Human review of medical records is slow and not accurate enough, and Essential information is often missed – says Yuval Man, the CEO Of Digital Owl. Man explains that
Computers don’t get bored or tired, and they extract more meaningful medical information in a significantly shorter time.
DigitalOwl (formerly known as Legal Automation) developed an AI system for underwriters and claim analysts, primarily working with products such as Life, Disability, Workers’ Compensation, Accident, and Voluntary/Supplemental products.
DigitalOwl’s system reads, understands, and analyzes medical documents automatically and quickly. Using a state-of-the-art NLP engine, the system extracts the relevant medical information that is necessary for assessing risk or managing a claim. A deep understanding of the medical text creates a detailed and complete set of medical data points in a robust, summarized format for the underwriter or claim analyst, allowing them to focus their valuable time on making better decisions, faster.
* What does it mean to analyze a medical document?
Man: In the process of underwriting and claim adjudication, insurance companies frequently review the applicant’ s/insured’s medical records. It’s a labor-intensive and error-prone process.
The medical information helps insurance companies determine what level of risk applicants represent to the company to select and price insureds appropriately and to understand better the medical condition(s) that are causing someone to claim benefits.
* What benefits can an insurance company get from your product?
Man: DigitalOwl uses advanced AI and Natural Language Processing to understand the unstructured medical text. The system’s technology is ideally suited to reviewing high-volume, complex medical records.

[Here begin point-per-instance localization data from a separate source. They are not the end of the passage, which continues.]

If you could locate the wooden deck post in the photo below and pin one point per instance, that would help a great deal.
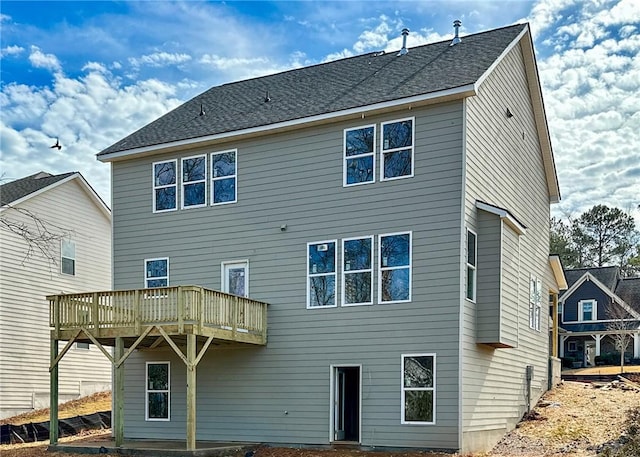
(191, 392)
(53, 394)
(118, 404)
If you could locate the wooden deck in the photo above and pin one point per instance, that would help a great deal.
(146, 316)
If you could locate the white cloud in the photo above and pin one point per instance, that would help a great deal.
(41, 60)
(11, 51)
(160, 59)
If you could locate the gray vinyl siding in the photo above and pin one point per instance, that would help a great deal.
(295, 178)
(505, 169)
(24, 310)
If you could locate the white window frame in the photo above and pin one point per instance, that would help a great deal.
(535, 302)
(146, 278)
(384, 151)
(345, 272)
(185, 183)
(219, 178)
(345, 157)
(471, 267)
(381, 268)
(311, 275)
(404, 389)
(224, 284)
(72, 245)
(147, 391)
(153, 185)
(594, 310)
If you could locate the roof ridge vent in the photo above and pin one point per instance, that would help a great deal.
(405, 34)
(456, 39)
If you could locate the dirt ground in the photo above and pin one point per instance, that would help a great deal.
(573, 420)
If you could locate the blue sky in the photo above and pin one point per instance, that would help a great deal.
(91, 72)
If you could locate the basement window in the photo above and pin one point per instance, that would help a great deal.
(157, 392)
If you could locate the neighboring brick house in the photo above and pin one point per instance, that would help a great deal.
(393, 211)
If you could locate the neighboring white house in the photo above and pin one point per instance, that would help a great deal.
(67, 204)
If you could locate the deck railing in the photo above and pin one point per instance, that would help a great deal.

Human review of medical records is slow and not accurate enough. Essential information is often missed. Computers don’t get bored or tired, and they extract more meaningful medical information in a significantly shorter time (3 minutes instead of 2-4 hours).

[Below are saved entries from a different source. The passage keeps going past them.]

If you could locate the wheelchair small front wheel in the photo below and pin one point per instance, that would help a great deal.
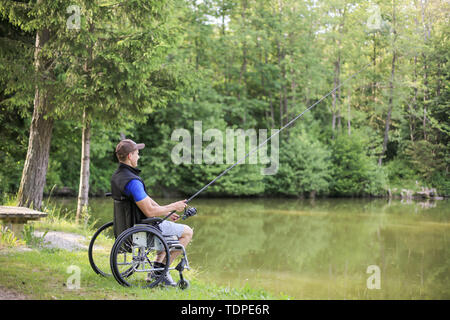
(134, 255)
(183, 284)
(100, 248)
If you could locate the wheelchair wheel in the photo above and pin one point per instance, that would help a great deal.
(134, 254)
(100, 248)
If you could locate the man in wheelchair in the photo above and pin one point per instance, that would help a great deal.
(132, 203)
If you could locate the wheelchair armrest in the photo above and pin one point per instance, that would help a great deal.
(151, 220)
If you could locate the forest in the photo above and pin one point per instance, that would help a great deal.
(77, 77)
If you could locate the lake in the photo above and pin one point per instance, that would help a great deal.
(318, 249)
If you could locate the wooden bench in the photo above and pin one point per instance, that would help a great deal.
(15, 217)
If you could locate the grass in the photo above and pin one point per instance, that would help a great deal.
(45, 274)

The high level of accuracy leads to more precise risk selection and claim management and thus better risk results, all while reducing costs and improving productivity, cycle times, and consistency.
* What companies are you currently working within Israel and abroad?

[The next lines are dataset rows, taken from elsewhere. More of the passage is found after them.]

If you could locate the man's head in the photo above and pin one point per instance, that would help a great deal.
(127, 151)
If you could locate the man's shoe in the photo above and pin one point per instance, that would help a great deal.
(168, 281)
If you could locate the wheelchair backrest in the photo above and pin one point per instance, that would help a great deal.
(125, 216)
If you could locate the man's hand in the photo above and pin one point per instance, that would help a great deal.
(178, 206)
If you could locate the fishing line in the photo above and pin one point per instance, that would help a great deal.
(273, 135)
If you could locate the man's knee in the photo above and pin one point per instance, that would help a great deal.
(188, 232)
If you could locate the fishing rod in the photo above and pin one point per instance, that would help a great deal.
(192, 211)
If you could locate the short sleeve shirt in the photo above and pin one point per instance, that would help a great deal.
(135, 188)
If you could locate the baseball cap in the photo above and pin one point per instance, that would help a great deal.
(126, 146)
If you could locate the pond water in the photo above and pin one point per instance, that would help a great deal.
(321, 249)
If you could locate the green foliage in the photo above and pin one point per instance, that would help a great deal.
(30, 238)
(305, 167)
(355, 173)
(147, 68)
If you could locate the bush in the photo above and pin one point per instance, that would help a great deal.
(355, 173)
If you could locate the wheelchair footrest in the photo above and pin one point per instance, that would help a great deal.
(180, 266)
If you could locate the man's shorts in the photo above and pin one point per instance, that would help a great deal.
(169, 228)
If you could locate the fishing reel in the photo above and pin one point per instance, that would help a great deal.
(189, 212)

Man: We are currently working with Menora Mivtahim and the Phoenix insurance company in Israel, and conducting several pilots in the US.
* What investments were made in the company?
Man: We raised so far $2M, lead by Menora Mivtahim, Professor Amnon Shashua (Mobileye), and Fusion LA.
* Tell me about yourself and about other key figures in the company.
Man: The company was founded in 2018 by Yuval and Amit man (two brothers).
Yuval (CEO) is an Israeli lawyer that used to work as a Personal injury prosecutor, and Amit (CTO) is an experienced computer scientist.
The company participated in the first cohort of the Israeli security agency and Tel Aviv University accelerator “The Xcelerator”, and participated in the Fusion LA accelerator.